La profanation du Coran, le 28 juin 2023, par un réfugié irakien en Suède, quelles que soient les motivations du profanateur, Salwan Momika, interpelle par le fait que ce pays a autorisé cet acte. Et, pis encore, a tout fait pour le médiatiser afin qu’il parvienne aux oreilles de tous. Était-ce raisonnable ?
Par Dr Mondher Azzouzi *
Pour ne rien arranger, ce n’était pas la première fois qu’un tel acte a été commis et médiatisé en Suède : le 21 janvier dernier, un responsable suédo-danois d’extrême droite, Rasmus Paludan, avait brûlé un exemplaire du Coran, dans le cadre d’une manifestation organisée devant l’ambassade de Turquie, à Stockholm.
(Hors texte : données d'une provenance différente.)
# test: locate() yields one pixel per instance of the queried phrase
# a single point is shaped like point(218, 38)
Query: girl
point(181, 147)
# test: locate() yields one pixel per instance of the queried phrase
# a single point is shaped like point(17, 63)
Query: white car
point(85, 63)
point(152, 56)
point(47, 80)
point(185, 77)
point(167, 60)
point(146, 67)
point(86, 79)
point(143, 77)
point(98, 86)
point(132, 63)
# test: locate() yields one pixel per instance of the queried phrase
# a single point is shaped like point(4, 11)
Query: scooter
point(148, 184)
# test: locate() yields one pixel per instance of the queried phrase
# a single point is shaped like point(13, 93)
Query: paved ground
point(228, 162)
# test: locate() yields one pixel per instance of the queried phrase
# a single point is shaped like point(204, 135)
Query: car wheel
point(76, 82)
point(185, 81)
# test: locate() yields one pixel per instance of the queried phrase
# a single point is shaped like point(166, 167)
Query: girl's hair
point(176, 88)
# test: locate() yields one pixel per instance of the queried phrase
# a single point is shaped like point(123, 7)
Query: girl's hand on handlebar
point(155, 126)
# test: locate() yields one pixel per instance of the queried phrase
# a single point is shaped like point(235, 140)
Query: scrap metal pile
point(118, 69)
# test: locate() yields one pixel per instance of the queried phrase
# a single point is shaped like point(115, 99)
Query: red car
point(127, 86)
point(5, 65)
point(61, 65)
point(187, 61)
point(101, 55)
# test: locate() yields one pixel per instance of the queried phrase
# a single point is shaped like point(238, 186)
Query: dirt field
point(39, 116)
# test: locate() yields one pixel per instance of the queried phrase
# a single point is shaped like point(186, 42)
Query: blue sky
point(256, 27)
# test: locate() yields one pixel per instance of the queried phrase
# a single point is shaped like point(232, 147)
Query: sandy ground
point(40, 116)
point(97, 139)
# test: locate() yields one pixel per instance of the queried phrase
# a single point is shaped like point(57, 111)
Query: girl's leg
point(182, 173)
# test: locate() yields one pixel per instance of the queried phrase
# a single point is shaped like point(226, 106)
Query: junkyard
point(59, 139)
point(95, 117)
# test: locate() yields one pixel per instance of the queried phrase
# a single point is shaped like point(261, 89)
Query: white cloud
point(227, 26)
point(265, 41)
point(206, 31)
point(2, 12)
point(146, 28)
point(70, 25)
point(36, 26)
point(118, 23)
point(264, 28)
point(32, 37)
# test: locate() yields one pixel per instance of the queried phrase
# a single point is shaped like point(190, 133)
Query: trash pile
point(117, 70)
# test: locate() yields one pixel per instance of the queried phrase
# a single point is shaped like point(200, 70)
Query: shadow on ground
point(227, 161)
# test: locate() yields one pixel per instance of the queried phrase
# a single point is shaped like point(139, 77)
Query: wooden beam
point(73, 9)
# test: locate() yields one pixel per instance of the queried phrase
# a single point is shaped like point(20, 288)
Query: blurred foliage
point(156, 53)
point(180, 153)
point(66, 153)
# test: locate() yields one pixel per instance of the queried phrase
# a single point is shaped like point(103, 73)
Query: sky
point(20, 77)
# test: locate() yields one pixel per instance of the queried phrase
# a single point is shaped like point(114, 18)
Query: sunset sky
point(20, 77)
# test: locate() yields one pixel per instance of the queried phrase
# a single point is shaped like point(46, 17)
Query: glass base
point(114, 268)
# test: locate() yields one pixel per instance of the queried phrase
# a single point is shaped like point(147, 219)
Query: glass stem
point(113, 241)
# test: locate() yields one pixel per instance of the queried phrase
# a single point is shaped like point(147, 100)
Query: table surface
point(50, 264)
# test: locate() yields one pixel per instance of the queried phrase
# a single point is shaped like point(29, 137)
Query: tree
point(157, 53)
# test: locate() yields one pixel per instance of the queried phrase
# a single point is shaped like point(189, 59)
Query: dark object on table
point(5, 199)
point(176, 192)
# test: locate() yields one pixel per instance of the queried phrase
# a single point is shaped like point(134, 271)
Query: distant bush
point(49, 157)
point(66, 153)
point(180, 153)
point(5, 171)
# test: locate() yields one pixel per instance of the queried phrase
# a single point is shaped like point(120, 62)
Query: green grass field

La Suède, ce pays nordique toujours pris comme référence en matière de civisme, de tolérance et de respect de la dignité humaine, et qui n’avait jamais montré d’animosité envers les musulmans, se trouve au centre d’une polémique pour avoir permis une offense envers plus d’un milliard d’humains sur toute la planète, qui ont du mal à digérer le fait qu’on ait permis la médiatisation à outrance d’un tel acte au nom du sacro-sainte droit à la liberté d’expression. Lequel droit s’est révélé sélectif quand un résident musulman du même pays, et qui aurait agi non par conviction mais pour avoir le cœur net, s’est vu interdire de brûler les deux livres saints des deux autres religions monothéistes. De là à voir dans cette interdiction un parti-pris évident…
Liberté d’expression et offense d’autrui
La très grande majorité des musulmans, y compris les non-pratiquants parmi eux, ont vécu cela comme une provocation inspirée par une inacceptable volonté d’humiliation.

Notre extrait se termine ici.